The legislation did, however, say a couple of very definite things. It said that the decision about what was going to be done in the schools was a local decision, and that the prescription to be made for any group of children in New York or Detroit or in a rural area, would be decided by the local school district.

So, again, there was no national prescription. And secondly, the legislation and I am picking out only two important points-said that there should be a concentration of these funds, that by various formulas that were worked into the administration of the program, funds should flow in a concentrated way to provide additional services to target groups and not be spread broadly among all the school population. The target groups being, of course children selected becanse of poverty considerations in their backgrounds.

This, in a very oversimplified way, was the intent of that major title, carrying over a billion dollars a year in the 1965 legislation. I think it has to be said also that as with any piece of legislation, there were compromises made that had to do with getting the legislation passed in the form that it took. There had been a long history in the Congress of efforts to involve the energies of the Federal Government on behalf of the schools, and on behalf of the school children, and it was by and large a history of failure with the exception of the National Defense Education Act.

You could trace it back on the Republican side to the time when Senator Taft was proposing school-aid bills back in the late 1940's and early 1950's. You can find it on the Democratic side in the Kennedy period when various bills were proposed. But all of these floundered.

The passage of the 1965 act was in a sense a very difficult balancing act, which I don't think we need to explore in detail, but it had characteristics about it which made it possible to pass it and which have made it difficult to administer.

BUREAUCRATIC RELATIONSHIP

It set up a whole new set of relationships involving the Federal bureaucracy, the State bureaucracies, and the local bureaucracies in education. And I use bureaucracies not as a term of condemnation at all, but as a word to describe the people involved in the administration of education affairs at the various levels of government.

The new set of relationships set up by the act, in which there was Federal responsibility for seeing that funds flowed in a certain way, State responsibility for approving projects carried through by local school districts, and local school district responsibilities for designing those projects in accordance with the legislation, created a brand new and very tricky set of relationships within which to work. This is still true, and I expect will so continue.

But I think those who are working within this set of relationships have moved, over this period of 5 years, from some very contentious relationships to some relationships which I think are considerably more constructive.

Well, these are some very broad comments on this matter of intent. What has been achieved? I am going to leave much of the detailed comment here to Dr. Smith and just point out some things that occur to me as a person who certainly has no comprehensive view of the United States in this regard.

RESPONSIBILITY FOR DISADVANTAGED CHILDREN

One thing that has been achieved is that as a result of this congressional action, we have put the matter of children whom schools don't serve well on the agenda of every school board in the United States.

There is a sense of responsibility about the problem which didn't exist before.

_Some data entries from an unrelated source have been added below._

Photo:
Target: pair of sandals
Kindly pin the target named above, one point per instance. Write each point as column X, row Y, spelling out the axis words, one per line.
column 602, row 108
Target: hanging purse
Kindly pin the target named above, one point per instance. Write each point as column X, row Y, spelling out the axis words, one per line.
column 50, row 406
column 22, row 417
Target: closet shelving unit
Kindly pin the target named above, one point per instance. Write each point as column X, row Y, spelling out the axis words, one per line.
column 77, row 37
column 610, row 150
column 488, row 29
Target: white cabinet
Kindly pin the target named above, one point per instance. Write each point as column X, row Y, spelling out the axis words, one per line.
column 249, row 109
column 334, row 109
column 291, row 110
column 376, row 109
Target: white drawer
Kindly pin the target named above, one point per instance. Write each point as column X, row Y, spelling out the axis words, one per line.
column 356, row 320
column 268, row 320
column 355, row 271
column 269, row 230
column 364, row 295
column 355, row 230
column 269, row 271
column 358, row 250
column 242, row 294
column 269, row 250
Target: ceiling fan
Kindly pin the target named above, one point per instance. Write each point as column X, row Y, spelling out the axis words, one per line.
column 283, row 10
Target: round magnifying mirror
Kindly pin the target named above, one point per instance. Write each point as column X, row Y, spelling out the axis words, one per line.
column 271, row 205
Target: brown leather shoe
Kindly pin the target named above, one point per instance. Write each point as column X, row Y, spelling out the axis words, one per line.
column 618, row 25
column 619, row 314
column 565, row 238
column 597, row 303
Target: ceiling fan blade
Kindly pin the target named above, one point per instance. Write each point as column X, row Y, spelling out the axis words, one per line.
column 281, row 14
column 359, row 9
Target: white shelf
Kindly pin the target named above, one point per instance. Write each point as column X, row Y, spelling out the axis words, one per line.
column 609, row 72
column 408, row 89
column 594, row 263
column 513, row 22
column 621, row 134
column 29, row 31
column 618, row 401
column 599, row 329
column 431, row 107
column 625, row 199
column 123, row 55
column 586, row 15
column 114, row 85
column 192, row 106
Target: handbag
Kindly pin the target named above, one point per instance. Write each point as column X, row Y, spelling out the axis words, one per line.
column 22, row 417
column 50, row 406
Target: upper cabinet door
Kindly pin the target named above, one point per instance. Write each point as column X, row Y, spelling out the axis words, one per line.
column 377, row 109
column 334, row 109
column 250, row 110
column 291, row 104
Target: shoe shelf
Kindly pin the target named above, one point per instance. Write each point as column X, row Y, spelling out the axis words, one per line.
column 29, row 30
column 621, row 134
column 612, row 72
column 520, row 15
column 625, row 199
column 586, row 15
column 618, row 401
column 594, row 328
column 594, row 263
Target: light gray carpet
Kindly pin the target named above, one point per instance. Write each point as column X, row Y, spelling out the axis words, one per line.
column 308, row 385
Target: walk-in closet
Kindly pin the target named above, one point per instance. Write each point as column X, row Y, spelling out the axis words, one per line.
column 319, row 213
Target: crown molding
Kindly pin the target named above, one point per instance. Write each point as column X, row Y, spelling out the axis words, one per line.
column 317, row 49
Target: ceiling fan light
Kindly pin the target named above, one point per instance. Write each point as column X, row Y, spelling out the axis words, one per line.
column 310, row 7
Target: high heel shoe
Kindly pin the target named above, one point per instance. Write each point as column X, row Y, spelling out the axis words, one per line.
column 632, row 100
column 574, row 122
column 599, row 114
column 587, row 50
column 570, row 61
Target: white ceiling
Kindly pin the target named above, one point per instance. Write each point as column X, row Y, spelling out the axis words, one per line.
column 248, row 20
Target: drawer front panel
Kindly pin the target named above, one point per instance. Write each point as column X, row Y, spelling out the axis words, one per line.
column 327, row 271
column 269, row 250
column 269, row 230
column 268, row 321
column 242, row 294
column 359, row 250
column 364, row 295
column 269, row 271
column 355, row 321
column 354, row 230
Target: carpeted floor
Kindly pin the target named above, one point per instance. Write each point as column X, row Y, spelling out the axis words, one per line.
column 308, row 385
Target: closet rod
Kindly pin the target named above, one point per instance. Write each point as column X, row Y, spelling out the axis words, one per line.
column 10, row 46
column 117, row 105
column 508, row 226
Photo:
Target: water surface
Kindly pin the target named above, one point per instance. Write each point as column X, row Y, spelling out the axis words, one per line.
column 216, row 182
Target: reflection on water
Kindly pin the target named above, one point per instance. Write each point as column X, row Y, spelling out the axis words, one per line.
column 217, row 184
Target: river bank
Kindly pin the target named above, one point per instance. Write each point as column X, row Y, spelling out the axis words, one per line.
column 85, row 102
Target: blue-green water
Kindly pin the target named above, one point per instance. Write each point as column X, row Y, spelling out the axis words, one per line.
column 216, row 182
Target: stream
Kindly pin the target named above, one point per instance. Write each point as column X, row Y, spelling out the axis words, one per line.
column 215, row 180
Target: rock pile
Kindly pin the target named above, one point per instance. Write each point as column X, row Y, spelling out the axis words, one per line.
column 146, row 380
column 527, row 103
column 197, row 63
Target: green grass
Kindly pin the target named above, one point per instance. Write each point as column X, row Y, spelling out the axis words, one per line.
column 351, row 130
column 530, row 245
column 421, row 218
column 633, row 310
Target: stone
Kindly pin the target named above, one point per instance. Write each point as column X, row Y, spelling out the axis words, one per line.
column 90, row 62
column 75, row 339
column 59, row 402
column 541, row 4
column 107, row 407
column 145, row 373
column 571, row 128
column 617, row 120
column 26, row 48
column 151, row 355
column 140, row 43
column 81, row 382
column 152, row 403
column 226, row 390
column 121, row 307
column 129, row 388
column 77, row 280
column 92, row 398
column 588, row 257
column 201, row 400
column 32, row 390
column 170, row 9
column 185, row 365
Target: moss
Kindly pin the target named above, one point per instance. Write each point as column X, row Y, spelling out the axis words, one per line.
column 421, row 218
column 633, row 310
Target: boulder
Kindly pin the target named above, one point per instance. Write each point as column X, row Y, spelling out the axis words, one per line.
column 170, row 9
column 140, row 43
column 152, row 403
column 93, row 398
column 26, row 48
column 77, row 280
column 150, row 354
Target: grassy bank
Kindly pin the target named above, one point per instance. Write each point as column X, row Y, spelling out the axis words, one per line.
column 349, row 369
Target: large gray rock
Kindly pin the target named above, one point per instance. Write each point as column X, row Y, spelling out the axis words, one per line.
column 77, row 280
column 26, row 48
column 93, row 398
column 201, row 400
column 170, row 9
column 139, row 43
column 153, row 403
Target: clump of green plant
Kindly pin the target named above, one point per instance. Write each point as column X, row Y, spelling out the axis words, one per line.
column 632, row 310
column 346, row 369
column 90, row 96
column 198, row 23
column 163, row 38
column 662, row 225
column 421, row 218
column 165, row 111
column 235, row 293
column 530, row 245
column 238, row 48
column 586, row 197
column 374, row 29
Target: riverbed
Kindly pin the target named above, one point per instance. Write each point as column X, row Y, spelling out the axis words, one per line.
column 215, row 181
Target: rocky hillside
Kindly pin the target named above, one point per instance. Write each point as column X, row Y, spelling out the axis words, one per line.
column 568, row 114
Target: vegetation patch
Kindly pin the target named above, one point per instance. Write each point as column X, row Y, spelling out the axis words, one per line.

And that sense of responsibility on behalf of these children I think is very broad and general across the country. That isn't to say the people have generally found the solution on behalf of these children, but if you look at the attitudes and actions of local school districts, let's say in the late 1950's and early 1960's, you find a singular absence of the kind of concern for the children of the poor and the children of minorities that now exists very generally. Senator MONDALE. Will you yield there? A few weeks ago, Dr. Marilyn Gittell, a political scientist, appeared before the committee; and I asked her, why is it that 45 years ago the central school systems were the envy of the country and were working so well, and today apparently teachers are fleeing central districts.